Monday, March 22, 2010

Of Languages...

Tulika Books has announced a Blogathon 1 and the topic is:

How different are the written and spoken forms of your first language? If you want children to become familiar with their first language, which form would you look for in children's books - formal or informal? Why?

The topic is interesting, not simple, but difficult, if it comes up for a debate.

The other day I met a family at a party, small family of father, mother and son. It amazed me to find the parents talking with their child in Hindi and not in the language the parents speak. Are we really ashamed of our first language?

India. The country of Unity in Diversity has so many languages and dialects. Very often in the streets and public places we hear more of spoken English than an Indian language. And following English people prefer to converse with one another in Hindi.

I have had the privilege of learning to speak, read and write in my mother tongue. Being an Indian, apart from English I can read, write and speak 3 other Indian languages and it makes me happy. Though not good with speaking I can understand 2 more regional languages. It gives me a sense of pleasure that at such a time when the first language is losing its grip I’m lucky about languages.

I’ve always encouraged my children to speak in Bengali at home. Knowing more than one language is an advantage and in school where the first language is English there is always the benefit of learning a second language. Being a bilingual is easy nowadays. Then there is the chance of learning the language of the state you’re living in (even if someone is living there for a short time). Learning languages is a personal interest and depends very much on the individual...easy for a child. 

I think the best way of letting the children learn their first language is by reading out stories in their first language from a very young age. They pick up words and understand them and then are able to speak in it. During their long summer holidays, parents or even grand parents can help in this. The children can be made to write and read, like doing a page of handwriting writing regularly, as I pointed out, during their holidays. They can be kept occupied and once they develop an interest they’ll have that good feeling of knowing and learning something new. Creating the interest is of importance and this can be possible to some extent by speaking with the children in their first language at home.

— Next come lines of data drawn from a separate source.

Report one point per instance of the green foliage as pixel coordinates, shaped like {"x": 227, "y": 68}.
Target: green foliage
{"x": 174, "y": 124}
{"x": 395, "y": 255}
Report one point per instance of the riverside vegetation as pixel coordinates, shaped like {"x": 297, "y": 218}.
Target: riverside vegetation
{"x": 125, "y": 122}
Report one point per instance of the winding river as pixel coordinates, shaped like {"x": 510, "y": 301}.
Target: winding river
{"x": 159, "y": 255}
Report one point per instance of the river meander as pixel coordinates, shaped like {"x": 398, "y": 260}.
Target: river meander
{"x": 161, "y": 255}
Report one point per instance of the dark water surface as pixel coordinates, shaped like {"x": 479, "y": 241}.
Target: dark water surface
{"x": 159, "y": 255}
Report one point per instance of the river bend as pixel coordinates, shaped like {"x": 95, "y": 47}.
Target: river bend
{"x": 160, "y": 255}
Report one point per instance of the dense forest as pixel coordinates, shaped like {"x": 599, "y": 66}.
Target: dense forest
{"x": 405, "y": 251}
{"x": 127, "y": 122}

Now I find many youngsters making an effort to learn their first language, for, as they are growing in life they find the feeling of belongingness in this...which they have not been interested in,earlier. Many have started reading books of great regional writers (starting with their translation works in English) and want to know more from their writings. Our regional literature is very rich, and if such a move comes up, regional literature will no doubt get a boost and encouragement. Hope such moves can help in the interest and revival of our regional languages!


  1. It is unfortunate, but it has its reasons.
    In earlier days, there were no inter caste marriages.Now, the same are on the increase and it becomes difficult to carry on with the local language with the new comer at home.

  2. Chowlaji, thanks for your words. I do agree with you about such marriages. But to be very frank, we live in big cities where this is common but not in small towns and even villages.
    Even in such cases the child is lucky to speak the tongue of the mother and father...bilingual from a small age.

    I have seen many girls speaking the language of her husband...intelligent girls, not trying to create language problem for their child.

    This problem can be handled with ease by using one's wits.